0

I am trying to write a script which should work out like this below but somehow am not able to get the write way to put the syntax.

I have folders like S_12_O_319_K4me1.

While the contents are S_12_O_319_K4me1_S12816.sorted.bam in each folder.

So I wanted to write a script where my my script goes into my folder of the same name in a loop and then identifies the *.bam file and perform the operation, but I am unable to put the regex. This is what I tried:

#!/bin/bash
#$ -S /bin/bash

spp_run=/path/phantompeakqualtools/run_spp.R
bam_loc=/path/ChIP-Seq/output

samples="S_12_O_319_K27me3
S_12_O_319_K4me1
S_12_O_319_K4me3
S_12_O_319_K27ac"

for s in $samples; do

    echo "Running SPP on $s ..."
    Rscript $spp_run -c=$bam_loc/$s/${s}_S[[0-9]+\.sorted.bam -savp -out=$bam_loc/$s/${s}".run_spp.out"
done

I am not being able to recognize the digits with the above regex match.

Where am I getting it wrong?

Edit: I tried below still it does not work, problem with parsing in the Rscript, but why will this be a problem

#!/bin/bash
#$ -S /bin/bash

spp_run=/path/tools/phantompeakqualtools/run_spp.R
bam_loc=/path/ChIP-Seq/output

samples="S_12_O_319_K27me3
S_12_O_319_K4me1
S_12_O_319_K4me3"

for s in $samples; do
    echo "Running SPP on $s ..."
    echo $bam_loc/$s/${s}_S*.sorted.bam
    inbam=$bam_loc/$s/${s}_S*.sorted.bam
    echo $inbam
    Rscript $spp_run -c=$inbam -savp -out=$bam_loc/$s/${s}".run_spp.out"
done
echo "done"

Error

Error in parse.arguments(args) :
  ChIP File:/path/ChIP-Seq/output/S_12_O_319_K27me3/S_12_O_319_K27me3_S*.sorted.bam does not exist
Execution halted

Does not recognize the file even though $inbam value is /path/ChIP-Seq/output/S_12_O_319_K27me3/S_12_O_319_K27me3_S12815.sorted.bam

ivivek_ngs
  • 917
  • 3
  • 10
  • 28
  • What are you expecting is interpreting a regular expression at that location in the command? (Also you appear to be missing a closing `]` from your regex attempt.) – Etan Reisner May 12 '16 at 17:13
  • Are you just trying to glob the `${s}_S*sorted.bam` file? – Etan Reisner May 12 '16 at 17:14
  • am trying to make the Rscript pick up the bam file inside the directory `$s` having recognizing the `S_12_O_319_K4me1_S12816.sorted.bam` where regex will understand the alphanumeric `S12816` which varies for each bam files inside the folders – ivivek_ngs May 12 '16 at 23:16
  • Why do you think regular expressions are involved here at all?

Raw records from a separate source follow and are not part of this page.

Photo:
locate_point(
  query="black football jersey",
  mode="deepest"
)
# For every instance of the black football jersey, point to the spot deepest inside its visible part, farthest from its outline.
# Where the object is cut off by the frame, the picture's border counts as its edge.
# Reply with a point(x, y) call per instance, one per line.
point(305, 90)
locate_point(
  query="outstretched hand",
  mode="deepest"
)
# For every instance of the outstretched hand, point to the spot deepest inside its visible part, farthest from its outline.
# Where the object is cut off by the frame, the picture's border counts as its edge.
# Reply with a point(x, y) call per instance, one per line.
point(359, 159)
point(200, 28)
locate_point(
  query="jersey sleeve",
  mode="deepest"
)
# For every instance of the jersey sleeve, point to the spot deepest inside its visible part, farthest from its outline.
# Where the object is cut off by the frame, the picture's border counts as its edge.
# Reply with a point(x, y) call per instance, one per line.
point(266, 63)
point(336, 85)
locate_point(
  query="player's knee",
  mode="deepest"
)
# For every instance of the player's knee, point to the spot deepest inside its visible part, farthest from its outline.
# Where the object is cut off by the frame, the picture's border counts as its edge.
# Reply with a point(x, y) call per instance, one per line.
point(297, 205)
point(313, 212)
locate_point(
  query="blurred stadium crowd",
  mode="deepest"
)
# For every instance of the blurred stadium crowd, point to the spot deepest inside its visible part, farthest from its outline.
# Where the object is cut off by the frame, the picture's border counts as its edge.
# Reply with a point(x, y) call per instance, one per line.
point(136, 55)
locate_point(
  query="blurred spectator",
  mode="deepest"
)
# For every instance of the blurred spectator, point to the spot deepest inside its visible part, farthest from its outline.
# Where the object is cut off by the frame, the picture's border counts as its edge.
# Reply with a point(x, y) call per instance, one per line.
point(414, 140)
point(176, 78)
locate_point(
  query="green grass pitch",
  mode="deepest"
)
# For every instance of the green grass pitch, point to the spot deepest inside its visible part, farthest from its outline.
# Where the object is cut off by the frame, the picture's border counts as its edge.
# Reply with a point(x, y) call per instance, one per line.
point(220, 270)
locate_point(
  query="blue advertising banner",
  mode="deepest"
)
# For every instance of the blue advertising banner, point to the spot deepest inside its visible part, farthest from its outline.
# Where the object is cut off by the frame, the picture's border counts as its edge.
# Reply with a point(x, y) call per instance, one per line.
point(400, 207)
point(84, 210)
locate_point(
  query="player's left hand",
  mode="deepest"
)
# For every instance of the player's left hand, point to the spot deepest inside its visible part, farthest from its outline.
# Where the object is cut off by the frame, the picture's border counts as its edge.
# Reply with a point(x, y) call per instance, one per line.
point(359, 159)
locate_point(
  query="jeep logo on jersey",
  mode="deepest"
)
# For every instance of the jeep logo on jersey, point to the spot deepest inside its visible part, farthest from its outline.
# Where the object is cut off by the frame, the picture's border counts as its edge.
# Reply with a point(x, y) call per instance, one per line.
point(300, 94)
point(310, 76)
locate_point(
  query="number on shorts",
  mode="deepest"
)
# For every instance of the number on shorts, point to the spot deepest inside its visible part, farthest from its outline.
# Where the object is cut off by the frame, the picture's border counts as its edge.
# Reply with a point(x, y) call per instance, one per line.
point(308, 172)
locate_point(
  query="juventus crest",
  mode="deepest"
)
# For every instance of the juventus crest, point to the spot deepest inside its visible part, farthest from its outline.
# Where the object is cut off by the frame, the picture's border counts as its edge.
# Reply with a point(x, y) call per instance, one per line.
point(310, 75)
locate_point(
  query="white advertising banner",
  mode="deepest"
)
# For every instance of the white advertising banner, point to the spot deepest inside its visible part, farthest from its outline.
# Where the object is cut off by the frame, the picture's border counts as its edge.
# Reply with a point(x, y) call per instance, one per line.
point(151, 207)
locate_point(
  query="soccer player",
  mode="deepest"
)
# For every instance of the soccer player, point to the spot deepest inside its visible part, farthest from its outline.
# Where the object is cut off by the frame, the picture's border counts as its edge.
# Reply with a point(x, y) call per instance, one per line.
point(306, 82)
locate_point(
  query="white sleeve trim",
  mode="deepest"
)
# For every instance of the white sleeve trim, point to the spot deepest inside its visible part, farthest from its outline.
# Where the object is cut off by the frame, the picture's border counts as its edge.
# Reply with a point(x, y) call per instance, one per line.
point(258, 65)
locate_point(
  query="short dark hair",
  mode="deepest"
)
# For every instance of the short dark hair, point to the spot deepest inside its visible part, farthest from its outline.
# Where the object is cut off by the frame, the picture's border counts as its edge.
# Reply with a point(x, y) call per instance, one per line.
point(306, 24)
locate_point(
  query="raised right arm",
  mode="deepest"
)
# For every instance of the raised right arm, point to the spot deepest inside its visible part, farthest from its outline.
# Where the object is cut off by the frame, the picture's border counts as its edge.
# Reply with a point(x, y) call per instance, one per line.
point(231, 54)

What would be interpreting them? You have a file in the `$bam_loc/$s` directory that starts with `$s` and ends with `.sorted.bam` and has some amount of other characters in between? That's `$bam_loc/$s/${s}_S*.sorted.bam`. Though that will match **multiple** files if more than one exists. – Etan Reisner May 13 '16 at 02:02
  • I was also expecting the same but it did not work. I tried this for the first time and it failed , that is the reason I was trying to use regex here. – ivivek_ngs May 13 '16 at 09:24
  • `Error in parse.arguments(args) : ChIP File:/path/ChIP-Seq/output/S_14_O_06_K27ac/S_14_O_06_K27ac_S*.sorted.bam does not exist` . This is what i happening so I was trying to use regex. Any suggestions @EtanReisner – ivivek_ngs May 13 '16 at 09:27
  • I actually tried it to debug using different forms or regex and then using the some echo statements and I realized it is due to the problem of the parsing in the R script, now am not sure how to work it out here. – ivivek_ngs May 13 '16 at 10:25
  • That means the glob didn't find the file you think it should. Check that the files exist where you think they do and are named the way you think they are. (A glob that fails to match is left unexpanded.) What does `ls /path/ChIP-Seq/output/S_14_O_06_K27ac/*.sorted.bam` output? – Etan Reisner May 13 '16 at 12:54
  • It does give the the entire filename with the path and the filename is coming out as `S_14_O_06_K27ac_S12828.sorted.bam`. So the glob is working in the bash but while taking it as input for the Rscript it does not. If you go in the below comments I provide the link of the Rscript. – ivivek_ngs May 13 '16 at 12:58
  • Oh! The glob is attached to the argument itself so the shell can't glob it. If you can use `-c $inbam` that should work. If not you'll need to use `inbam=($bam_loc/.....*.sorted.bam)` to have it globbed into an array variable and then you can use `-c="${inbam[0]}"` or `-c="$inbam"` (since `$arrayvar` is identical to `${arrayvar[0]}`). – Etan Reisner May 13 '16 at 13:01
  • Yes I did initialize the inbam as you mentioned and still that is not being recognized by the Rscript, so the Rscript needs a fixed variable so now I put the `infile=`echo $inbam` and passed it to `-c=$infile`. So it gets a fixed string with full path and full file name and that works. Not an elegant way but this works. – ivivek_ngs May 13 '16 at 13:25
  • Doing the array thing is identical to that but less awful (and without a sub-shell). – Etan Reisner May 13 '16 at 15:23

2 Answers2

1

You can use a regex in a find command :

export spp_run=/path/phantompeakqualtools/run_spp.R
export bam_loc=/path/ChIP-Seq/output
export dir

samples=(S_12_O_319_K27me3 S_12_O_319_K4me1 S_12_O_319_K4me3 S_12_O_319_K27ac)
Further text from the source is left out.